Xilinx / Vitis-AI

Vitis AI is Xilinx’s development stack for AI inference on Xilinx hardware platforms, including both edge devices and Alveo cards.
https://www.xilinx.com/ai
Apache License 2.0
1.47k stars 630 forks source link

Can't build docker image for TF2 and GPU/CPU #1403

Closed jonGuti13 closed 7 months ago

jonGuti13 commented 8 months ago

I am trying to build the Vitis AI 3.5 image for either GPU or CPU and tf2 by running the following command

./docker_build.sh -t cpu -f tf2 #For CPU

and it fails, as it can be seen in

Selección_060

This is a screenshot of my CI pipeline, updated with upstream as of 06/02/2024, which I have included in https://github.com/Xilinx/Vitis-AI/pull/1404.

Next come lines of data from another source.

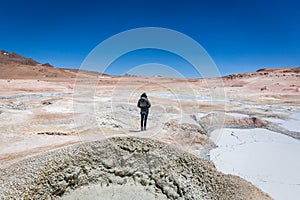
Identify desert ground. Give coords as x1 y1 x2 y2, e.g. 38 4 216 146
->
0 51 300 199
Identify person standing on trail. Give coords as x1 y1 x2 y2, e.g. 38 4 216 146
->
137 92 151 131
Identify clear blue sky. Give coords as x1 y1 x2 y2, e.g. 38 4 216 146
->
0 0 300 77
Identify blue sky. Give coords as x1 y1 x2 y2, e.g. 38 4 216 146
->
0 0 300 77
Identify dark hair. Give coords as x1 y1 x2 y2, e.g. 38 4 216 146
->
141 92 147 98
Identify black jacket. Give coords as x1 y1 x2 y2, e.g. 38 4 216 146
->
137 97 151 113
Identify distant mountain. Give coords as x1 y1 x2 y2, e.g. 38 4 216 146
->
0 50 107 79
0 50 40 66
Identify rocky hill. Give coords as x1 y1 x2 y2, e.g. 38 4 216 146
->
0 50 103 79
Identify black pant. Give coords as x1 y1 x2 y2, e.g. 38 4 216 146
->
141 112 148 130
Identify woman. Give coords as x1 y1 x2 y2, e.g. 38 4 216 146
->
137 92 151 131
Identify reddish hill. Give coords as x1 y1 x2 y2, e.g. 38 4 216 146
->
0 50 103 79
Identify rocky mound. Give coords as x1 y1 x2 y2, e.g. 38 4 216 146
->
0 137 270 200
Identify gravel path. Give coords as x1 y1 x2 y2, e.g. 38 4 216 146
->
0 137 271 200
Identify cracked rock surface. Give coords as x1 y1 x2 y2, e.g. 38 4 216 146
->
0 137 271 200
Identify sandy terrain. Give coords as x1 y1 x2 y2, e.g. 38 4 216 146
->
0 51 300 199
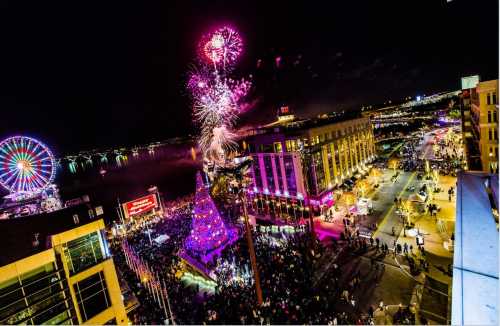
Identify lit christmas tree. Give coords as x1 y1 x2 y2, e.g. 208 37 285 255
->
185 172 234 256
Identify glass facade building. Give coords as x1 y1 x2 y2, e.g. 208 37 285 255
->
245 112 376 219
0 205 128 325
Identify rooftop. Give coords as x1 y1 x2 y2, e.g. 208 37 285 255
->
452 172 498 325
249 111 363 134
0 203 99 266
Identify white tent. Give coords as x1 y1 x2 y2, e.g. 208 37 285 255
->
153 234 170 244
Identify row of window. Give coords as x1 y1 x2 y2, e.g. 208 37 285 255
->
253 155 297 196
490 147 498 159
0 263 77 325
488 128 498 140
311 127 372 145
488 111 498 123
486 92 497 105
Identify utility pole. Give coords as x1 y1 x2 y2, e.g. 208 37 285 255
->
240 188 263 306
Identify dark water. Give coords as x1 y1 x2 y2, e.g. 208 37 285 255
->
56 144 201 222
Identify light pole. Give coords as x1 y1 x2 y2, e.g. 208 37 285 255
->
240 189 263 306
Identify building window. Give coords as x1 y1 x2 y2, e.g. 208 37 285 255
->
274 142 283 153
73 272 111 321
283 155 297 196
253 155 262 189
264 155 276 193
0 263 76 325
63 232 107 275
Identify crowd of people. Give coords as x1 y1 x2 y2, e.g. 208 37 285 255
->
112 190 418 325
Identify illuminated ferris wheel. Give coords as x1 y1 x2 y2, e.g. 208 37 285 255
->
0 136 56 192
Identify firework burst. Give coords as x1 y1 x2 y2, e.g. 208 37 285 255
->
187 27 252 164
201 26 243 67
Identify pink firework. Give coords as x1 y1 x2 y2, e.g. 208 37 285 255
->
202 26 243 66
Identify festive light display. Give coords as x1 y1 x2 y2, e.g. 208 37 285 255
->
0 136 56 192
187 27 251 165
201 26 243 66
185 172 233 255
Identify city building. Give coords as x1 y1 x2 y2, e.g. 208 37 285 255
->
461 76 498 173
243 107 375 218
451 172 499 325
0 202 128 325
471 79 498 173
460 75 482 171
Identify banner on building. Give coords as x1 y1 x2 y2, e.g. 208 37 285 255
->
123 194 158 218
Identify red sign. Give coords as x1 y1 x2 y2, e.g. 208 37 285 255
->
123 194 158 216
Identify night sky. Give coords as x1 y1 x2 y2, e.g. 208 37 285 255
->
0 0 498 155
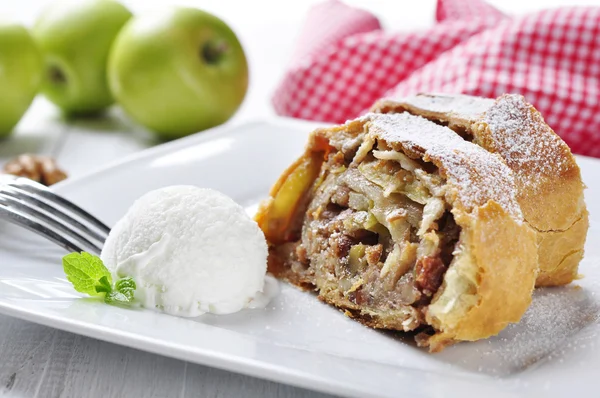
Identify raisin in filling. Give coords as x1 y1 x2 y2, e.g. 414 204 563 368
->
296 137 460 330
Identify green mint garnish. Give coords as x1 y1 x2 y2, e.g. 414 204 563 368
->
63 252 112 296
63 252 136 304
104 276 136 304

I managed to build both images (CPU and GPU) two months ago, so something must have changed.

By the way, #1350 has the same problem except for the framework, which is pytorch for them.

jonGuti13 commented 7 months ago

I still get the error. Has anyone checked this? Thank you in advance.

vaibuild commented 7 months ago

Hi @jonGuti13, Could you please try with the latest commit from master branch, this issue has been solved.

jonGuti13 commented 7 months ago

Hi @vaibuild,

Thank you for your response, but I have tried it and it still fails for me. This a screenshot telling that my branch is ahead of Xilinx/Vitis-AI-master by three commits.

Selección_077

The first commit has to do with removing a confirm option for CI, the second one is the creation of the .github/worflows/ci.yml and the third one is changing the .github/worflows/ci.yml to build image for GPU.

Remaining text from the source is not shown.